← Back to Archived sites

Saving manuscripts.kb.nl to the Wayback Machine

Latest update: 28-04-2026

About

manuscripts.kb.nl - the Medieval Illuminated Manuscripts (Middeleeuwse Verluchte Handschriften / MVH) database of the KB, National Library of the Netherlands - was shut down on 15 December 2025.

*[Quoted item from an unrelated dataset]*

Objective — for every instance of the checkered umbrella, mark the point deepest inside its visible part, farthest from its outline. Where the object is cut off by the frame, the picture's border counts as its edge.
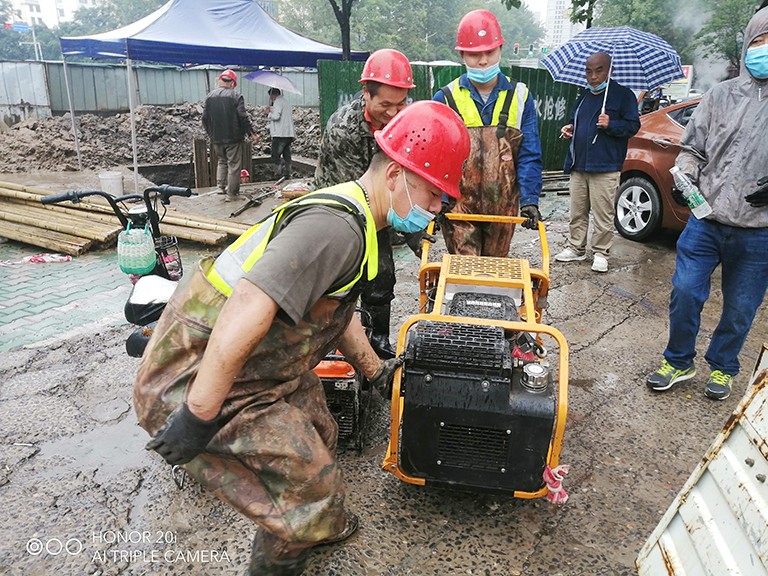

Screenshot of manuscripts.kb.nl homepage
Screenshot of manuscripts.kb.nl homepage, December 2025

Before the site went offline, the KB spidered and archived a representative sample of its URLs to The Wayback Machine (WBM) during 10-14 December 2025.

Results & URL spreadsheet

Screenshots

Each pair shows the original manuscripts.kb.nl page (left) and the same URL as captured in the Wayback Machine (right, with the WBM toolbar visible at the top). The original site is no longer available per 15 December 2025.

Homepage

Original (defunct)Wayback Machine
manuscripts.kb.nl homepage, originalmanuscripts.kb.nl homepage, as archived in Wayback Machine on 11-12-2025

Introduction

Original (defunct)Wayback Machine
manuscripts.kb.nl Introduction page, originalmanuscripts.kb.nl Introduction page, as archived in Wayback Machine on 11-12-2025

Manuscript detail page (10 A 11)

Original (defunct)Wayback Machine
manuscripts.kb.nl manuscript detail page for 10 A 11, originalmanuscripts.kb.nl manuscript detail page for 10 A 11, as archived in Wayback Machine on 13-12-2025

Images and description (10 A 11)

Original (defunct)Wayback Machine
manuscripts.kb.nl image gallery with text for 10 A 11, originalmanuscripts.kb.nl image gallery with text for 10 A 11, as archived in Wayback Machine on 12-12-2025

Shelfmark index

Original (defunct)Wayback Machine
manuscripts.kb.nl shelfmark index, originalmanuscripts.kb.nl shelfmark index, as archived in Wayback Machine on 14-12-2025

How manuscripts.kb.nl got into the Wayback Machine

1. Spidering the site

Unlike mmdc.nl, manuscripts.kb.nl was a server-rendered site, so a straightforward HTTP crawler could discover all URLs. A custom spider was built, see the _spider-artifacts/ folder:

  1. Seed URLs — homepage, introduction, background, advanced search, and all 9 index pages (shelfmark, author/title, place, language, iconclass, image type, miniaturist, has part, title/image).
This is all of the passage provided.